The manager warns high levels of global debt will weigh on both inflation and global growth and, as such, central banks are likely to keep interest rates low and find alternative ways to boost growth.

While Stealey believes bonds are fundamental for portfolio diversification purposes, he says investors looking for any meaningful income will have to look elsewhere as “clipping the coupon” is no longer sufficient.

“Investors have to look beyond core fixed income and focus on opportunities across all fixed income asset classes and across all countries,” he continued.

“Although core yields remain low, credit spreads both in investment grade and high yield look to be fair value and can tighten from here, while the recent improvement in emerging market fundamentals – growth and earnings – are creating opportunities in this space for the first time in a number of years.

Performance of sectors over 5yrs

 

Source: FE Analytics

“Investors should also look for the ability to dial up and down the duration risk of their portfolio.
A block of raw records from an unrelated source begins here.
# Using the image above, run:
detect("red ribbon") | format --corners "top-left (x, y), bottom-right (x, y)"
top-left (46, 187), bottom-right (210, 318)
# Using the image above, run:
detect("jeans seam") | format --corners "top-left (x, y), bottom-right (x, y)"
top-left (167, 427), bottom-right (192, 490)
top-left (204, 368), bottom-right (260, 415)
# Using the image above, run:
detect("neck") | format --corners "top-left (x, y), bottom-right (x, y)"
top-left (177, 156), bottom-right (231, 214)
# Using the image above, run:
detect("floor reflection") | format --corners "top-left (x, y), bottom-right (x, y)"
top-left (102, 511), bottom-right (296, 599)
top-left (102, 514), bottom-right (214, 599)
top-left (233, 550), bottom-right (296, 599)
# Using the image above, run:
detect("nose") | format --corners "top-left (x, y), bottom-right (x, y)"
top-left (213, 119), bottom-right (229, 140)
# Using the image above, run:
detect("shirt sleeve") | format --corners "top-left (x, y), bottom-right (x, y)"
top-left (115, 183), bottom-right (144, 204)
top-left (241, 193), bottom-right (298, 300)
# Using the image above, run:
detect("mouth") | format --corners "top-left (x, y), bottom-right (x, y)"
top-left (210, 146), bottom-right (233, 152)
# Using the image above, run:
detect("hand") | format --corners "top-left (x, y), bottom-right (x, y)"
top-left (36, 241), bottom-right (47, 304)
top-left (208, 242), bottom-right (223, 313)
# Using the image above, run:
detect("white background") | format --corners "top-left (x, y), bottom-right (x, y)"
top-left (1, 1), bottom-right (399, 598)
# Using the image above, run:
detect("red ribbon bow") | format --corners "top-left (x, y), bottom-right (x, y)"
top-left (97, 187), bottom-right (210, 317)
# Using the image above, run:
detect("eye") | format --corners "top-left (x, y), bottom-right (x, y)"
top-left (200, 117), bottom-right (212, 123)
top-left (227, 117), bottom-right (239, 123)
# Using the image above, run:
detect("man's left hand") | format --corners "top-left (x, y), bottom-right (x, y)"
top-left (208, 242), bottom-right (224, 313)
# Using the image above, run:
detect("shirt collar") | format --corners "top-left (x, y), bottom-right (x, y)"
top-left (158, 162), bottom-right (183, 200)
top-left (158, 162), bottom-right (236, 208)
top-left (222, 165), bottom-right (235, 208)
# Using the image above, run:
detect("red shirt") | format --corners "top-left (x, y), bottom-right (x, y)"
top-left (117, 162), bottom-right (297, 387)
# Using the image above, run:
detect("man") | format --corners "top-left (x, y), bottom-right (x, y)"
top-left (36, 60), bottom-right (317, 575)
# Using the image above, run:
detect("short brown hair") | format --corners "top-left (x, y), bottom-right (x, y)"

We do believe that yields are likely to remain low for the foreseeable future but that doesn’t mean they will not move.

“With central banks dominating the markets, any surprises and/or disappointments could well cause heightened volatility and investors no longer have the coupon cushion to withstand this.”
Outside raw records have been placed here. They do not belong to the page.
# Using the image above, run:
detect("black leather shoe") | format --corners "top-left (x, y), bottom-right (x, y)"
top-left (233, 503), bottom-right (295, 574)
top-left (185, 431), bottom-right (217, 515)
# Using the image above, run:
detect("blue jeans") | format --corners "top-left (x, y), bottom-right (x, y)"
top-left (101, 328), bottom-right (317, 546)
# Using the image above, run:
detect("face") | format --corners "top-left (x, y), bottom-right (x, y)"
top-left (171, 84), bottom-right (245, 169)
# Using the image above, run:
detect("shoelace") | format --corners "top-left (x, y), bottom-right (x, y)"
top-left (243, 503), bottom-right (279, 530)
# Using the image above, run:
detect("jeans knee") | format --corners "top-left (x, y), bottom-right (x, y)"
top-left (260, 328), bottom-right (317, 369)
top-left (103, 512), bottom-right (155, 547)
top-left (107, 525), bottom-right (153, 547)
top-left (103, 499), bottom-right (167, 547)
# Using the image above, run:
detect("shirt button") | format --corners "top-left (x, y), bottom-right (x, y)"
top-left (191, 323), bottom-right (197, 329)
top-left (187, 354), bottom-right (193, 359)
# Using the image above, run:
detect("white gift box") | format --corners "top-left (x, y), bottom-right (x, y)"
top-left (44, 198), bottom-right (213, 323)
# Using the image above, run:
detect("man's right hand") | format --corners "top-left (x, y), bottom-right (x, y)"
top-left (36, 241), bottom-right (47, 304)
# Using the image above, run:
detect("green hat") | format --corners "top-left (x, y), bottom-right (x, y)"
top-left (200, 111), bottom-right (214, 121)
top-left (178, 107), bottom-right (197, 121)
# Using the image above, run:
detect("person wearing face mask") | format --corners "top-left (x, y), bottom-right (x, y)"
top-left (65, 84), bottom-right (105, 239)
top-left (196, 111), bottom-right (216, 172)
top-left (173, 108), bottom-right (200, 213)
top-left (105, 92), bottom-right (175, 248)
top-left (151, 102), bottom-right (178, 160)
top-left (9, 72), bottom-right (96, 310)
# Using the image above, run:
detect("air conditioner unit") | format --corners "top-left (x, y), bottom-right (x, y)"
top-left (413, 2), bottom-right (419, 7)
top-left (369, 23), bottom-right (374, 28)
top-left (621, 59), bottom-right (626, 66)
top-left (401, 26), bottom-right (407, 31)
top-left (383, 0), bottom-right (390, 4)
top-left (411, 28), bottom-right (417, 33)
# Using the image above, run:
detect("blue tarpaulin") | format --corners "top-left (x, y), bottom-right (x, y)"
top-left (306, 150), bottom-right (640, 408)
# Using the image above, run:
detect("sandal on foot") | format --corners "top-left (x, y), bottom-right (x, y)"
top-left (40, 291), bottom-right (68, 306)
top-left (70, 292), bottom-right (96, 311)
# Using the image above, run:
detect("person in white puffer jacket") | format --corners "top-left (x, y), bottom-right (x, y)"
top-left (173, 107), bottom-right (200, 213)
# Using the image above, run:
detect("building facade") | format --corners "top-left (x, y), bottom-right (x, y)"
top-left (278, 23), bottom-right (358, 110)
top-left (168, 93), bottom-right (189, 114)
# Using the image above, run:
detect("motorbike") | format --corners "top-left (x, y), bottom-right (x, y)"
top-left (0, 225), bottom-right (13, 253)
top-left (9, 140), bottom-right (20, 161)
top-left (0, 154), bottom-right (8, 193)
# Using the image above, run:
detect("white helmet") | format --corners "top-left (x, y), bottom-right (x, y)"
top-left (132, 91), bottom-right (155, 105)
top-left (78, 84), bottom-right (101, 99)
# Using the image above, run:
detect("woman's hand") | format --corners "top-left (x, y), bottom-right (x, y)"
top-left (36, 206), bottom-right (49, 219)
David Katimbo-Mugwanya, fixed interest fund manager at EdenTree, says his team has reduced duration risk across portfolios and agrees investors have to look beyond core holdings in the asset class to generate decent income.

“Yield is harder to reach for these days. You have a few people – us included – reaching into the alternative asset space compared to the traditional fixed income investment instruments, which are bonds,” he said.
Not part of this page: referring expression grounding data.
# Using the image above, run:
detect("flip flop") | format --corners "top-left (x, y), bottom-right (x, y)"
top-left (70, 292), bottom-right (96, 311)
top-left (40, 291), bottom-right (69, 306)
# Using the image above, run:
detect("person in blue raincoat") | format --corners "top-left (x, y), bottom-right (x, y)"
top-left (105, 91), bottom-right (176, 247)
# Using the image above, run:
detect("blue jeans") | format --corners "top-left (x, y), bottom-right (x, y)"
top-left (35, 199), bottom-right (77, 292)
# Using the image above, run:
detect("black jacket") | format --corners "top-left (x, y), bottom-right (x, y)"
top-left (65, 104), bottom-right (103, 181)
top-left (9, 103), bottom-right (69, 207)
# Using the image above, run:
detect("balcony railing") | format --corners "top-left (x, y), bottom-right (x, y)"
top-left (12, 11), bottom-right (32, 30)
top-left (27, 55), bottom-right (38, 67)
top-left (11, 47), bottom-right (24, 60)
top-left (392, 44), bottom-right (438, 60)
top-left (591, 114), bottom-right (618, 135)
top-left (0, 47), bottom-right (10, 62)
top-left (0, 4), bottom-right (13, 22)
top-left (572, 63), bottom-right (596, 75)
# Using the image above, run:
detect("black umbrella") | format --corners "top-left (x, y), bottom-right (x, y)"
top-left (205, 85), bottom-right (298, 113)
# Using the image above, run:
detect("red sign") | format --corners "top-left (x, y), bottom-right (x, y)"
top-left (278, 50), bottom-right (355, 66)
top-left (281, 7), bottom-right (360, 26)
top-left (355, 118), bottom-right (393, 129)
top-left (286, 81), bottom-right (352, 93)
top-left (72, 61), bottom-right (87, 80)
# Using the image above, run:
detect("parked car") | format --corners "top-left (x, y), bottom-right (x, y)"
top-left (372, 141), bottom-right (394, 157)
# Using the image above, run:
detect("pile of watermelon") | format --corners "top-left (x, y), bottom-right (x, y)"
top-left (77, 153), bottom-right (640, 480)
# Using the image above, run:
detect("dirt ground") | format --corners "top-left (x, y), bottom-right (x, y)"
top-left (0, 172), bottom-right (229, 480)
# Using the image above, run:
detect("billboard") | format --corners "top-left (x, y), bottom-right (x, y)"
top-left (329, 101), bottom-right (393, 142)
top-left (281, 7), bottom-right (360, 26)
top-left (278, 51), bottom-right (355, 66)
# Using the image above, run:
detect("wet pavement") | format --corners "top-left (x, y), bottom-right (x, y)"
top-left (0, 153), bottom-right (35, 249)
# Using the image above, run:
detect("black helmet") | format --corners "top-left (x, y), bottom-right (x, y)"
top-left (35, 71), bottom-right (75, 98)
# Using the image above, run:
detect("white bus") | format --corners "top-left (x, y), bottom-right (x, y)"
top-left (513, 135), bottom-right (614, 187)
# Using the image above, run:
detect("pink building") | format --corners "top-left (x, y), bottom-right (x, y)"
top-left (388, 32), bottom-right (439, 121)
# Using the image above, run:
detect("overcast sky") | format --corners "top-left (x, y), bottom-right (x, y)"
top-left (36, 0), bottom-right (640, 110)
“You have instruments such as preference shares, you have more alternative assets in real estate which also provide yield, you have people going into infrastructure as well. Not that we do, but they’re assets that also provide fixed income-like returns and a stable yield.

“In terms of the investment universe, when you’re getting crowded out by central banks and general investors.”


The manager says investors must remain flexible and, when looking for opportunities in the fixed income space, consider overseas exposure and diversifying their currency weightings.

He would also advise against holding any long-dated debt - particularly government bonds - but says corporates still offer some spread over benchmark gilts, albeit at historic lows. 

“I wouldn’t chase yields aggressively in this environment, either,” Katimbo-Mugwanya said.

“There’s more pain to come when yields rise. A function of yields falling is duration goes up and, when duration goes up, it means you’re gaining a rising yield but you’re going to suffer much more capital loss.

“In fact, the reverse is almost true these days - that investors have been investing in bonds for capital gains as opposed to income and equities for income rather than capital gains because the dividend yields are not much better.”

While yields are indeed at historical lows, they have seen a slight rebound over the last week as investors have started to sell out of their fixed income holdings.

Laith Khalaf, senior investor at Hargreaves Lansdown, says it is natural to see some rebound from an extremely thin yield, given that bonds now offer such little protection against anything but very low inflation for a considerable period of time.

He also says potential rate hikes in the US raise the stakes for bond markets and could be another reason why the gilt market has been spooked.

“Of course bond yields are still exceptionally low, but anyone holding government bonds has seen their capital value fall since the market peaked in August, and by quite some margin for longer dated bonds,” he pointed out.